In the video, filmed last summer and posted for public viewing in June, each of the young performers sings a segment of “Up on the Roof.” The sights and sounds are seamlessly strung together and bookended by an intro with Carole King and an outro that points to Find Your Anchor, which has its own passionate-to-the-point-of-ungovernable origin story.
Kaufman has a story to share. “It’s going to flip you out,” he said.
He recalled he was in a Zoom call related to the PSA’s launch, when he checked his email and learned that a dear friend had committed suicide.
“I remember just saying, ‘My best friend just committed suicide and I have to get off this Zoom,’ and then I just, you know, uncharacteristically, I started to cry — in the Zoom call.”
For him, this served as further confirmation he was working on the right project.
To the White House
As to that tangle of details, here are a few more that Morris still marvels over.
“This is where it really gets weird,” she said.
Turns out a columnist for The Eagle, Dalton Delan, had been a longtime executive vice president and chief programming officer of the famed public broadcasting station WETA, in Washington, D.C. Before leaving in 2019 to found the media company One Mind, Delan helped launch Well Beings, a national campaign that seeks to demystify and destigmatize physical and mental health through storytelling.
He also helped spearhead what became his friend Ken Burns’ most recent documentary, an unfiltered look at the youth mental health crisis called “Hiding in Plain Sight: Youth Mental Illness,” which debuted June 27 and 28 on PBS.
With Well Beings’ assistance — or insistence — the “Up on the Roof” PSA was featured earlier this month as part of NAMI’s virtual “NAMICon 2022,” one of the nation’s largest gatherings of leaders and advocates in the mental health community.
That provided the public exposure for which Morris and her team had longed. Incidentally, it was Delan who arranged a White House screening of the Burns’ documentary June 23, and that’s how the White House invitations came about for Morris.
She was honored. Still, she demurred, instead giving her tickets for the screening to someone who would most appreciate them: her newest friend, Ali Borowsky, the 31-year-old founder of Finding Your Anchor.
Borowski first attempted suicide in eighth grade. She last attempted suicide five years ago, before she devoted herself to finding a better way to address suicide prevention than the cold, clinical experiences she had endured.
A graphic designer, she put together what has become Find Your Anchor’s signature little blue boxes. Packed with various materials designed to inspire, comfort and offer support, the boxes are intended to be left in public places or given as gifts to those in despair.
To date, 38,000 boxes have made their way around the world.
“In the height of my darkness, my fundamental core belief was that nobody would care if I was gone,” Borowsky said in a phone interview from her home in Orange County, Calif. “So, I wanted to create something that shows you that a stranger cares about you. If you know that a stranger cares about you, maybe you won’t find it so hard to believe that your friends and family do as well.”
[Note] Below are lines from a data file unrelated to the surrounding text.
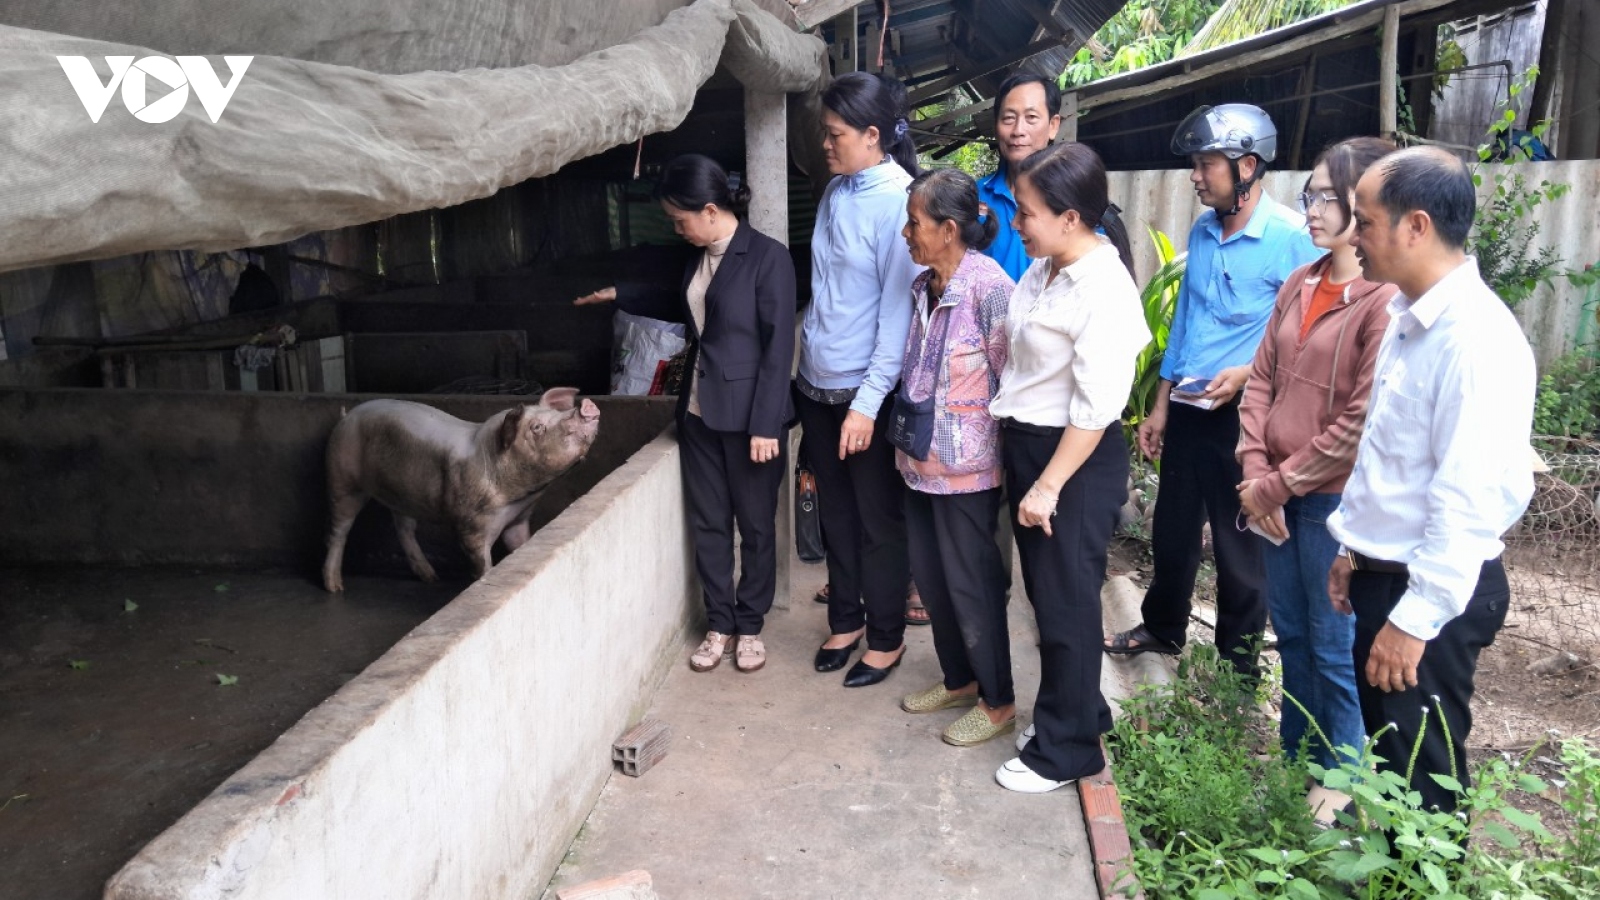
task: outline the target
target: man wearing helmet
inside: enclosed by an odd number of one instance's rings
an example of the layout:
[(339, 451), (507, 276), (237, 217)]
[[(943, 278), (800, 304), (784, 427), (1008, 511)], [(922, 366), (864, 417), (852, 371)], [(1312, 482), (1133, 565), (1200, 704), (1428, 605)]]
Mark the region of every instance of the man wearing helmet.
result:
[(1107, 653), (1182, 650), (1201, 529), (1209, 521), (1217, 649), (1238, 671), (1256, 673), (1253, 644), (1266, 626), (1266, 573), (1261, 539), (1237, 527), (1237, 486), (1244, 480), (1234, 457), (1239, 392), (1278, 288), (1319, 255), (1304, 219), (1261, 188), (1277, 148), (1272, 120), (1244, 103), (1202, 106), (1173, 135), (1172, 152), (1189, 158), (1189, 181), (1206, 210), (1189, 232), (1161, 383), (1139, 423), (1140, 451), (1162, 461), (1144, 622), (1107, 637)]

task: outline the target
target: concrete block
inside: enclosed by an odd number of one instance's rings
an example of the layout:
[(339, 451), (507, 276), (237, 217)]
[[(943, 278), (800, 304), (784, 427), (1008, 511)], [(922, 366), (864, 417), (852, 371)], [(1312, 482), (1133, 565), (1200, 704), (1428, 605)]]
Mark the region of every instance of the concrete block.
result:
[(643, 869), (585, 881), (556, 891), (556, 900), (656, 900), (650, 873)]
[(667, 755), (671, 744), (667, 723), (645, 719), (611, 745), (611, 760), (622, 763), (622, 774), (638, 778)]
[[(1126, 575), (1107, 579), (1100, 589), (1100, 609), (1105, 630), (1126, 631), (1139, 624), (1143, 618), (1139, 605), (1144, 601), (1142, 591)], [(1106, 669), (1124, 680), (1131, 694), (1134, 685), (1166, 684), (1172, 680), (1171, 663), (1159, 653), (1140, 653), (1137, 656), (1107, 655)]]

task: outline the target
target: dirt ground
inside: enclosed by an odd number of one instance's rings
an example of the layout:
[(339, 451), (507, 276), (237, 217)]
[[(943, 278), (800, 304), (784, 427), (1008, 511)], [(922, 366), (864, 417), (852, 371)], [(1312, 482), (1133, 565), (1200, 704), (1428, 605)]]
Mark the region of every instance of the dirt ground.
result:
[(464, 586), (351, 577), (333, 597), (299, 574), (0, 569), (0, 895), (98, 898)]

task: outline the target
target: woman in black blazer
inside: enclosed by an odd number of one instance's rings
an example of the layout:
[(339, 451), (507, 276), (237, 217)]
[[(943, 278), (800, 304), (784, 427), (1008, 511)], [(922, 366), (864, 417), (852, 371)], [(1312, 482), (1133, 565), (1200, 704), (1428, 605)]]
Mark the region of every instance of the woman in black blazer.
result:
[(707, 157), (690, 154), (668, 163), (656, 199), (679, 236), (701, 248), (681, 290), (619, 283), (575, 302), (615, 301), (628, 312), (689, 327), (690, 377), (678, 398), (678, 441), (710, 627), (689, 665), (710, 671), (733, 653), (739, 671), (754, 672), (766, 664), (761, 626), (777, 587), (778, 490), (794, 419), (794, 261), (787, 248), (743, 220), (749, 190), (730, 186), (728, 173)]

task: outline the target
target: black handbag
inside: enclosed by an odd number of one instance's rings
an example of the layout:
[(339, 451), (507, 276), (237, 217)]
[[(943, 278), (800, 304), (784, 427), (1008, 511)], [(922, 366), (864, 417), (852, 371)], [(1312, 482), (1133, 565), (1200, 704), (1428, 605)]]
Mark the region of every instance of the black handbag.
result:
[[(939, 330), (939, 343), (935, 352), (938, 353), (939, 359), (943, 359), (945, 338), (950, 334), (950, 316), (946, 315), (940, 324), (944, 327)], [(926, 350), (927, 341), (923, 341), (923, 345), (917, 348), (916, 360), (906, 371), (912, 371), (922, 364), (922, 354)], [(933, 420), (933, 397), (930, 396), (926, 400), (912, 400), (907, 397), (906, 382), (902, 376), (900, 386), (894, 392), (894, 408), (889, 413), (889, 443), (912, 459), (918, 462), (925, 461), (933, 449)]]
[(933, 449), (933, 398), (907, 400), (905, 386), (894, 392), (894, 409), (889, 413), (889, 443), (912, 459), (922, 461)]
[(811, 470), (794, 470), (794, 550), (801, 562), (821, 562), (827, 552), (822, 547), (822, 512), (817, 508), (817, 477)]

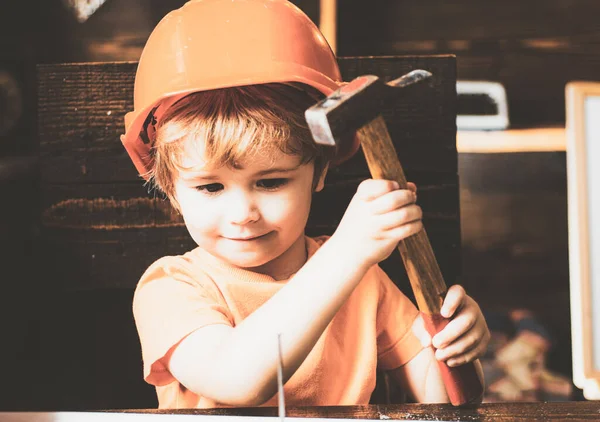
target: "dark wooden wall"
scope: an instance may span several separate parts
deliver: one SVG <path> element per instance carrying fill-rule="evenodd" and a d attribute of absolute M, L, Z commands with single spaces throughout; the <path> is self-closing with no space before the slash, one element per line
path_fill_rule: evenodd
<path fill-rule="evenodd" d="M 457 56 L 463 80 L 504 84 L 515 126 L 564 123 L 564 86 L 600 80 L 594 0 L 339 2 L 341 56 Z"/>
<path fill-rule="evenodd" d="M 11 75 L 23 99 L 16 123 L 0 131 L 0 262 L 8 268 L 2 277 L 2 332 L 12 345 L 2 348 L 0 358 L 14 363 L 7 379 L 16 382 L 12 393 L 3 396 L 4 408 L 26 408 L 25 394 L 45 385 L 35 366 L 40 327 L 34 316 L 40 303 L 28 293 L 47 281 L 31 275 L 41 264 L 30 260 L 41 218 L 35 65 L 137 60 L 160 17 L 183 3 L 108 0 L 87 22 L 78 23 L 61 0 L 0 2 L 0 72 Z M 317 0 L 295 3 L 318 21 Z M 338 1 L 338 9 L 339 55 L 456 54 L 458 78 L 505 84 L 514 126 L 562 125 L 564 83 L 600 78 L 600 3 L 595 0 Z M 7 98 L 0 88 L 2 117 L 10 106 Z M 463 283 L 486 307 L 529 306 L 544 314 L 558 333 L 553 369 L 568 375 L 564 153 L 460 154 L 458 172 L 466 240 Z M 104 294 L 90 295 L 80 306 L 114 294 L 114 306 L 124 309 L 131 299 L 124 289 Z M 81 333 L 103 319 L 120 321 L 112 305 L 93 309 L 97 317 L 81 320 Z M 80 314 L 73 307 L 68 312 Z M 122 341 L 130 345 L 131 339 Z M 69 370 L 85 374 L 76 364 Z M 97 394 L 114 399 L 107 388 Z"/>

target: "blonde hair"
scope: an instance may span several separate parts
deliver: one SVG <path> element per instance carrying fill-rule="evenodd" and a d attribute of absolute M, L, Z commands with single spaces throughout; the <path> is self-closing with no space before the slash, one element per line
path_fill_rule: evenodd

Before First Lady Jill Biden addressed the crowd June 23, a Thursday, in the East Room, before Ken Burns introduced his new documentary, before Borowsky and her fiancée, Morgan, felt at ease enough to wander the White House taking photos of their little blue boxes beside historical portraits of Abe Lincoln and Jacqueline Kennedy, the couple stepped across the threshold of The People’s House, two nervous wrecks.
A uniformed officer had the good sense to approach them.
“Hello,” she said to the couple. “Welcome to the White House.”
“Oh, my God,” Borowsky said.
Editor's note: Amanda Sherman's title has been corrected. A paragraph that referred to compensation for the project's crew and performers has been updated.